Слова Черчилля, обращенные к его личному секретарю Джону Мартину
Все мы видели кадры кинохроники, на которых восторженные толпы приветствуют Гитлера во время его многочисленных поездок по Третьему рейху в 1930-х гг. Конечно, все это постановочные съемки, но обожание на лицах обычных немцев было как правило совершенно искренним. Как мог такой непривлекательный субъект – с его абсурдными усиками, скрипучим голосом и выпученными глазами – вызывать столь фанатичную преданность?
Почти не встречавшийся прежде, кроме как в религиозном контексте, феномен Адольфа Гитлера заставлял вполне здравомыслящих людей подавлять деятельность той части мозга, которая отвечает за рациональность мышления. Министр обороны Германии фельдмаршал Вернер фон Бломберг заявлял, что сердечное рукопожатие фюрера могло излечить его от насморка. Фельдмаршал Герман Геринг рассказывал: «Если Гитлер говорил вам, что вы женщина, вы покидали здание уверенным, что так и есть». Существует бесчисленное количество примеров того, как разумные люди – как мужчины, так и женщины – попадали под очарование Гитлера. Один из его старших офицеров, генерал Вальтер Варлимонт, вспоминал, что «едва ли кто-то из крупных командующих фронтом, вызванных в штаб для доклада, был способен не прийти в трепет в присутствии Гитлера»[11].
Черчилль, наоборот, казалось, никогда не имел подобной, почти мистической, власти над другими людьми. Если Гитлер обладал харизмой, то у Черчилля она отсутствовала. Почему же Гитлер вызывал больший трепет и восхищение, нежели Черчилль? И почему, несмотря на это, Черчилль в конце концов оказался более успешным лидером? Что сделало Гитлера и Черчилля лидерами, и какие особые навыки и приемы они использовали, чтобы заставить миллионы людей следовать за ними?
Попытки сравнить Гитлера и Черчилля предпринимались неоднократно. Как выразился один из историков семьи Черчилль Джон Пирсон:
Во многих отношениях, как неприятно это ни звучит, Черчилль и Гитлер были похожи. Оба были жестокими людьми, стремящимися к военному превосходству и свято уверенными в собственном особом предназначении. Оба были самоучками, ярыми националистами и вели себя крайне агрессивно по отношению к оппозиции. К тому же оба были чрезвычайно эгоцентричны, являлись превосходными ораторами, подлинными актерами и завораживающими рассказчиками, без труда способными повелевать теми, кто оказался во власти их чар. Оба … [находили] отдохновение в занятиях живописью, мысленных монологах и ночных просмотрах любимых кинофильмов. Их сверхъестественное сходство проявилось даже в том, что они оба описали свой путь к власти в своих чрезвычайно автобиографичных сочинениях, Черчилль в [романе] «Саврола», а Гитлер в «Mein Kampf» («Моя борьба»)[12].

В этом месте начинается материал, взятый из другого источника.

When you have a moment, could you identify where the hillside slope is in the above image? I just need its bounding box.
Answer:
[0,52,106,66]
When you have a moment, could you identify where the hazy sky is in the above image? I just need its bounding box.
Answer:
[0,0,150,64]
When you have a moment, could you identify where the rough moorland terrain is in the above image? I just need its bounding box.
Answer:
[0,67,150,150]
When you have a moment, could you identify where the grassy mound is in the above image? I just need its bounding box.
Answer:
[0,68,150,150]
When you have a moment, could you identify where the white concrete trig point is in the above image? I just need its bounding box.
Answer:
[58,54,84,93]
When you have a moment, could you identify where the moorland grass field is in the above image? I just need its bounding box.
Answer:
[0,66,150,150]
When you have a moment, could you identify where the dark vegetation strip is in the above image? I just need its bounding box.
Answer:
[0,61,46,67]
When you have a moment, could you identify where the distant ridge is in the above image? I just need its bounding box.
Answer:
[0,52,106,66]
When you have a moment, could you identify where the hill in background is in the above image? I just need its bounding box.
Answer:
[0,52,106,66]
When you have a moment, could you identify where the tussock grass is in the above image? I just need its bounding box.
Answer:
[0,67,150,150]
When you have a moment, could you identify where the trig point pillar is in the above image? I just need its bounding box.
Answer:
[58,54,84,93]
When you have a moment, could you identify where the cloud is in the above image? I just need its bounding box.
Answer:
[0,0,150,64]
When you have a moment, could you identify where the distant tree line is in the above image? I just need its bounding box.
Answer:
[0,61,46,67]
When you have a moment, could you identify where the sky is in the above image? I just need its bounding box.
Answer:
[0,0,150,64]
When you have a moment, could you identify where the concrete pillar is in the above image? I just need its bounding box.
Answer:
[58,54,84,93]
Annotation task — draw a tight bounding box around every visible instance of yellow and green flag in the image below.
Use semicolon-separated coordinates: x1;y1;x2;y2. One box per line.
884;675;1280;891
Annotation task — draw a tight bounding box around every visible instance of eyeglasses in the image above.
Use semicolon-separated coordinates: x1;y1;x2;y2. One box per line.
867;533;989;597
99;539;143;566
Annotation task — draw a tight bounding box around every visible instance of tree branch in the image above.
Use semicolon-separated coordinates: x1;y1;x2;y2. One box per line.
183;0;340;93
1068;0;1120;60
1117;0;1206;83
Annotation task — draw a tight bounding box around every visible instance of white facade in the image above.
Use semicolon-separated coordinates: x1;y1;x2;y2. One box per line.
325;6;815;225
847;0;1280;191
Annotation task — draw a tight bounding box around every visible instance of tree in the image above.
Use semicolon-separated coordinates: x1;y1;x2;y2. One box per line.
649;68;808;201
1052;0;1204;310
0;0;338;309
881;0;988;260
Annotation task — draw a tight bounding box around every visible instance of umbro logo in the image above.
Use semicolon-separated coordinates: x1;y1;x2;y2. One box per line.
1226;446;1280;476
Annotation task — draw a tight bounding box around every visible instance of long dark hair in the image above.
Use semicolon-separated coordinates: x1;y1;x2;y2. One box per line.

К сожалению, все полезные наблюдения, которые могли содержаться в этом отрывке, сводились на нет, когда автор переходил к утверждению, что Черчилль на пути к власти «вполне мог бы» действовать точно так же, как Гитлер, тогда как сама мысль о Черчилле, прокладывающем дорогу к своей «бабочке» в горошек через реки крови своих политических врагов, представляется абсурдной. Самые могущественные лидеры – и, конечно, не только Гитлер и Черчилль – это «эгоцентричные натуры», ведущие себя «крайне агрессивно по отношению к оппозиции», но там, где Черчилль разбивал своих противников в пух и прах в словесных дебатах и побеждал их, набирая большинство голосов в парламенте, Гитлер расстреливал оппонентов в «ночь длинных ножей», а от остальных избавлялся, отправляя их в Дахау и другие концлагеря. Черчилль никогда бы не подумал прибегать к подобным методам, даже если бы в его собственной стране возникла та напряженная обстановка, которая царила в Германии в 1920-х гг. Да, в 1940 г. он действительно отправлял британцев в лагеря согласно директиве 18В, но он всегда считал это, по его же собственным словам, «в высшей степени гнусным» и отдал приказ об освобождении, как только позволила обстановка. Он собирался использовать газ, когда – и если – немцы вторгнутся на территорию Британских островов, но не как средство геноцида в отношении гражданского населения.